Ancient Indian texts use zero, infinity and negative numbers as interpreted by you. According to them, a number divided by zero remains unchanged (not become infinite). We have discussed this with justification elsewhere. However, imaginary numbers are not mathematics as shown in our essay here. Dr. Schneider has written a beautiful essay here, where he has discussed complex numbers and its effect on relativity. The concept of minus infinity via 0 to positive infinity is a totally wrong concept as shown in our essay. Numbers are a property of all substances by which we differentiate between similars. If there are no similars, it is one. If there are similars, it is many; which can be 2,3....n depending upon the sequence of perception of 'one's. Thus, mathematics cannot be divested from objective reality. Your notion of time is identical to that in our essay.
Newton and Leibniz evolved calculus from charts prepared from the power series, based on the binomial expansion. The binomial expansion is supposed to be an infinite series expansion of a complex differential that approached zero. But this involved the problems of the tangent to the curve and the area of the quadrature. In Lemma VII in Principia, Newton states that at the limit (when the interval between two points goes to zero), the arc, the chord and the tangent are all equal. But if this is true, then both his versine must be zero. In that case, he is talking about a line so that neither the versine equation nor the Pythagorean Theorem applies. Hence it cannot be used in calculus for summing up an area with spatial dimensions.
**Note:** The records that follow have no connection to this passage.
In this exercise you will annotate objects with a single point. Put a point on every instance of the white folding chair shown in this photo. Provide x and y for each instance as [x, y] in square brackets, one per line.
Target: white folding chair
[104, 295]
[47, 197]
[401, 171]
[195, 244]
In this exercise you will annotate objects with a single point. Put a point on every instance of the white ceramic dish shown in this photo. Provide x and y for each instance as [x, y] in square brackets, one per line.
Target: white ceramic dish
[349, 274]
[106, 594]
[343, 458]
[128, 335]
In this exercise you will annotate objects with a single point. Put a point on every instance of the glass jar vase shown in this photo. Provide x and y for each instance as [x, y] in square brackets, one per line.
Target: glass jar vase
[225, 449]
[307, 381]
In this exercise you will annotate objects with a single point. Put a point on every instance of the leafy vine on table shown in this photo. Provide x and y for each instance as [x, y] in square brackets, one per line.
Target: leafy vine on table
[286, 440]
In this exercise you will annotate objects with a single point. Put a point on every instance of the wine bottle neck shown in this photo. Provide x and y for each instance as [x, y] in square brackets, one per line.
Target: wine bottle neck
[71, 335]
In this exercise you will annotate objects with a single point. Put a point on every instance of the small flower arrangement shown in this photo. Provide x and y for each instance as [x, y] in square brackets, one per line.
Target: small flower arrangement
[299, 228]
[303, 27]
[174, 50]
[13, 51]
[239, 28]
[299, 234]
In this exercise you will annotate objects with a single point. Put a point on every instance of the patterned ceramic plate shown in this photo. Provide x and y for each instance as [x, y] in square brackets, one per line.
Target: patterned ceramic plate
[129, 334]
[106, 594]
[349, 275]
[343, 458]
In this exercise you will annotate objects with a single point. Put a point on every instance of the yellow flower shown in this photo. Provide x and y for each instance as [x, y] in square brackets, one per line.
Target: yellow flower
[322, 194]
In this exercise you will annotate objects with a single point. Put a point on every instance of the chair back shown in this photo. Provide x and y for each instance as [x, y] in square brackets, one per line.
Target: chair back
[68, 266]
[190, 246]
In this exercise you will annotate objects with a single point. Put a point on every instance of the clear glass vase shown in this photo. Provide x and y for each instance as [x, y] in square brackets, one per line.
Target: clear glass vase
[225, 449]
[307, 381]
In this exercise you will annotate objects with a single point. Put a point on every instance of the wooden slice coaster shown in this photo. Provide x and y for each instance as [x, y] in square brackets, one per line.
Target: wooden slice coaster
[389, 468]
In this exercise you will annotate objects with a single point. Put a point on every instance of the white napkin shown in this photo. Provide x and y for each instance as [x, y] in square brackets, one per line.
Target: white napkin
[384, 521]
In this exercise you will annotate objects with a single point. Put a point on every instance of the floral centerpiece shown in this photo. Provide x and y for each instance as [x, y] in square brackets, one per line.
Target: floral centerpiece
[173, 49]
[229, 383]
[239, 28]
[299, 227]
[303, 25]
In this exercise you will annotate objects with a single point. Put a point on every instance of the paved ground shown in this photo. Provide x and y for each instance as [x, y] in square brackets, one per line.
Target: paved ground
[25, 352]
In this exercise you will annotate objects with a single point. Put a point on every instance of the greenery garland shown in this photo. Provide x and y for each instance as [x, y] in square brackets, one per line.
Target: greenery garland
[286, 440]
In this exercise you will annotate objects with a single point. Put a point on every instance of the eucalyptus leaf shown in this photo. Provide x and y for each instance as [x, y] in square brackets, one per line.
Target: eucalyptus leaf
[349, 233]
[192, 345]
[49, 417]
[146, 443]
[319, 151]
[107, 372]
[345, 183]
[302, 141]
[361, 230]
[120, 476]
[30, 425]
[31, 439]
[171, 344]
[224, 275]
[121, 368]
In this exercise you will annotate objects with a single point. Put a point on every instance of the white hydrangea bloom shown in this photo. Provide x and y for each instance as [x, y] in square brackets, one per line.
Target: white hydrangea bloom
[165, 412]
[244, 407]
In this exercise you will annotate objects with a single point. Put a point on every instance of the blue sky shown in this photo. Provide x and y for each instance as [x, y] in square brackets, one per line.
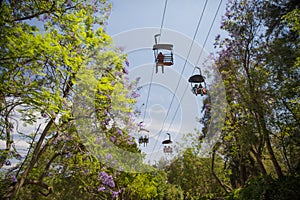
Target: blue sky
[132, 24]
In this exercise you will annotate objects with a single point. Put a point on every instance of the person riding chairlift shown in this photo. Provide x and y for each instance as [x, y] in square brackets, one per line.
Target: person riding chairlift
[199, 89]
[160, 61]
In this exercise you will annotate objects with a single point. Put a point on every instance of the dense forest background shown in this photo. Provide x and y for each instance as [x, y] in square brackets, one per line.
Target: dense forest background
[42, 72]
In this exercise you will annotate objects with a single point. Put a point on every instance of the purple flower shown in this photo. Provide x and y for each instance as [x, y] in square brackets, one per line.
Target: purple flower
[7, 163]
[85, 172]
[130, 142]
[112, 138]
[119, 131]
[101, 189]
[13, 178]
[109, 156]
[106, 179]
[118, 74]
[125, 71]
[135, 95]
[105, 112]
[115, 194]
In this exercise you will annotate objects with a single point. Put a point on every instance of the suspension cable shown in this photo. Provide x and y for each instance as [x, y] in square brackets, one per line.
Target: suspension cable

Newton and Leibniz found the solution to the calculus while studying the "chityuttara" principle of ancient India, which is now called Pascal's differential triangle. To solve the problem of the tangent, this triangle must be made smaller and smaller. We must move from x to ホ"x. But can it be mathematically represented? No point on any possible graph can stand for a point in space or an instant in time. A point on a graph stands for two distances from the origin on the two axes. To graph a straight line in space, only one axes is needed - the connecting line. For a point in space, zero axes are needed. Either you perceive it directly without reference to any origin or it is non-existent. Only during measurement, some reference is needed.
In many ways, our essays here complement each other.